Peking University Third Hospital, Department of Orthopaedics, 49 North Garden Road, Haidian District, Beijing, 100191, China.
Engineering Research Center of Bone and Joint Precision Medicine, Ministry of Education, Beijing, China.
Eur Spine J. 2024 May;33(5):2129-2137. doi: 10.1007/s00586-024-08188-8. Epub 2024 Mar 27.
The purpose of this study was to establish an animal model capable of simulating the development and decompression process of symptomatic spinal epidural hematoma (SSEH).

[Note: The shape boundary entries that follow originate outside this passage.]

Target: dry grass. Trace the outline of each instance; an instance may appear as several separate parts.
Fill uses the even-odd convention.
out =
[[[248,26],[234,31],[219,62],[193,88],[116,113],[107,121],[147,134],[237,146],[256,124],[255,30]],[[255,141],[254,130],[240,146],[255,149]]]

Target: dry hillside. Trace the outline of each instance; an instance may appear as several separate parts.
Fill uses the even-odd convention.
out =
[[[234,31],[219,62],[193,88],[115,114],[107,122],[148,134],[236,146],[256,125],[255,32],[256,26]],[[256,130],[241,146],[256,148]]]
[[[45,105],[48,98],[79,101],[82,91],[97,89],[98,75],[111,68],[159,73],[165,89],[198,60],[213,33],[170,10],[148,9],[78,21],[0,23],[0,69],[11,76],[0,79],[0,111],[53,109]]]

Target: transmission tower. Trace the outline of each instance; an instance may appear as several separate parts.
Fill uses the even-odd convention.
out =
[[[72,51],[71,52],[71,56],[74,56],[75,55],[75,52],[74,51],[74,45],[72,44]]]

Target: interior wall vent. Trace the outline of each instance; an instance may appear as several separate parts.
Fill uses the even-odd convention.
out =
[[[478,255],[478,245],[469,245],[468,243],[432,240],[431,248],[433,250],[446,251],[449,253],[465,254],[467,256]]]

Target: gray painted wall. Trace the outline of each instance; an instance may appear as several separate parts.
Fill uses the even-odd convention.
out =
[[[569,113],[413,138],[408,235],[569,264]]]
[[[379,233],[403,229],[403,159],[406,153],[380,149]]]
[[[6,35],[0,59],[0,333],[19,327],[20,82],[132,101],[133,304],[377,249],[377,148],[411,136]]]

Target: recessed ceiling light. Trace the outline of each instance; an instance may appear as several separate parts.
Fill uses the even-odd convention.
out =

A total of 16 male Bama miniature pigs were included in this study and randomly allocated into four groups: Group A (4 h 20 mmHg hematoma compression), Group B (4 h 24 mmHg hematoma compression), Group C (4 h 28 mmHg hematoma compression), and Group Sham (control). Real-time intra-wound hematoma compression values were obtained using the principle of connectors. Electrophysiological analyses, including the latency and amplitude of somatosensory evoked potentials (SSEP) and motor evoked potentials (MEP), along with behavioral observations (Tarlov score), were performed to assess this model.
ANOVA tests demonstrated significant differences in the latency and relative amplitude of SSEP and MEP between Groups C and Sham after 4 h of hematoma compression and one month after surgery (P < 0.01). Behavioral assessments 8 h after surgery indicated that animals subjected to 28 mmHg hematoma compression suffered the most severe spinal cord injury. Pearson correlation coefficient test suggested a negative correlation between the epidural pressure and Tarlov score (r = -0.700, p < 0.001). With the progression of compression and the escalation of epidural pressure, the latency of SSEP and MEP gradually increased, while the relative amplitude gradually decreased.
When the epidural pressure reaches approximately 24 mmHg, the spinal cord function occurs progressive dysfunction. Monitoring epidural pressure would be an effective approach to assist to identify the occurrence of postoperative SSEH.
本研究旨在建立一种能够模拟症状性硬脊膜外血肿(SSEH)发展和减压过程的动物模型。
本研究共纳入 16 头雄性巴马小型猪,随机分为 4 组:A 组(4 h 20mmHg 血肿压迫)、B 组(4 h 24mmHg 血肿压迫)、C 组(4 h 28mmHg 血肿压迫)和 Sham 组(对照组)。采用连接器原理实时获取伤口内血肿压迫值。进行电生理分析,包括体感诱发电位(SSEP)和运动诱发电位(MEP)的潜伏期和振幅,以及行为观察(Tarlov 评分),以评估该模型。
方差分析显示,4 h 血肿压迫后和术后 1 个月,C 组和 Sham 组 SSEP 和 MEP 的潜伏期和相对振幅差异有统计学意义(P<0.01)。术后 8 h 的行为评估表明,28mmHg 血肿压迫的动物脊髓损伤最严重。Pearson 相关系数检验提示硬膜外压与 Tarlov 评分呈负相关(r=-0.700,p<0.001)。随着压迫的进展和硬膜外压的升高,SSEP 和 MEP 的潜伏期逐渐延长,而相对振幅逐渐降低。
当硬膜外压达到约 24mmHg 时,脊髓功能发生进行性障碍。监测硬膜外压将是一种有效的方法,有助于识别术后 SSEH 的发生。